Ma il mutamento climatico significa anche aumento della frequenza degli eventi climatici “estremi”: le analisi delle compagnie assicurative ci dicono che negli ultimi venti anni il loro numero è raddoppiato. Ed in effetti, un rapporto dell’IPCC del 2007 stabilisce che l’aumento della violenza di uragani e cicloni tropicali riscontrato dal 1970 ad oggi è da attribuirsi con buona probabilità al riscaldamento globale antropogenico. E anche qui l’ingiusto accanimento contro i più deboli: il 70% dei disastri naturali avvenuti tra il 2004 and 2006 si è verificato in Asia, nell’area del Pacifico, in Africa e in Medio Oriente, dove risiedono le popolazioni più vulnerabili.

E anche quando i disastri si abbattono sui paesi industrializzati, il numero di vite perdute è una frazione di quello rilevato per cause simili in Paesi in via di sviluppo: mentre Katrina ha ucciso meno di duemila persone, l’uragano di potenza simile che si è abbattuto lo scorso anno in Myanmar ha provocato oltre 150.000 vittime. Anche se ci limitiamo all’analisi di quanto è accaduto negli USA, si conferma il paradigma secondo cui il conto più salato viene saldato dai più derelitti: sembra che una gran quantità di persone sia rimasta intrappolata a New Orleans perché, semplicemente, aveva finito i soldi e non aveva di che pagarsi un biglietto d’autobus per andare via.

Il mutamento climatico tende quindi ad aggravare il divario tra ricchi e poveri. Combinandosi con una crescita demografica incontrollata causerà o aggraverà la scarsità di cibo e acqua, scatenerà migrazioni di massa e, inevitabilmente, guerre tra disperati. Il professor Hugh Montgomery dell’Institute for Health and Human Performance fa un bell’esempio di quanto la scarsità renda i popoli generosi e bendisposti verso i più deboli: “Il governo indiano ha quasi completato il suo progetto di edificare un cancello rinforzato alto due metri e circondato da filo spinato lungo i 4.500 chilometri di confine con il Bangladesh, che serve ad impedire ai migranti di entrare nel Paese.”

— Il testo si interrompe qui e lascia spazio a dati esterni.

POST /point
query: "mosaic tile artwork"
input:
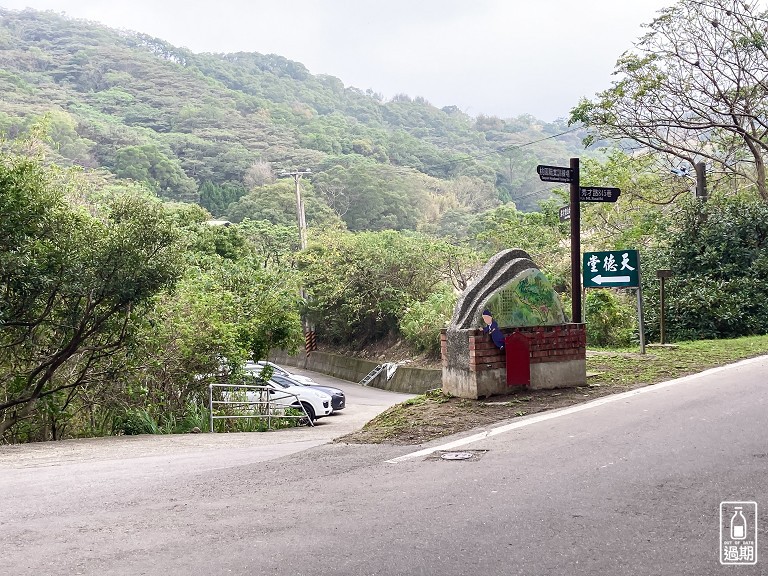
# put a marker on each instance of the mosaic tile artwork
(527, 300)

E pensare che, con “soli” 3,9 miliardi di dollari all’anno si aiuterebbero efficacemente i 200 milioni di donne che non riescono a procrastinare o ad evitare una gravidanza: si eviterebbero così 23 milioni di nascite non programmate, 22 milioni di aborti, 142.000 morti legate alla gravidanza (di cui oltre 50.000 connesse ad aborti effettuati al di fuori di condizioni di sicurezza) e 1,4 milioni di infanticidi. Un ottimo investimento, denaro contro vite salvate, che tra l’altro funzionerebbe anche da efficace comportamento adattativo ai cambiamenti climatici. Chissà se questi dati tanto allarmanti e tanto autorevoli riusciranno a far riflettere i Grandi del Mondo e ad indurre ognuno di noi a fare la sua parte per ridurre la sua impronta di CO2. Il rapporto dell’UCL appare ottimista: ritiene infatti che “grazie” alla crisi finanziaria, si faccia un gran parlare del “new deal verde”, il che può aiutare.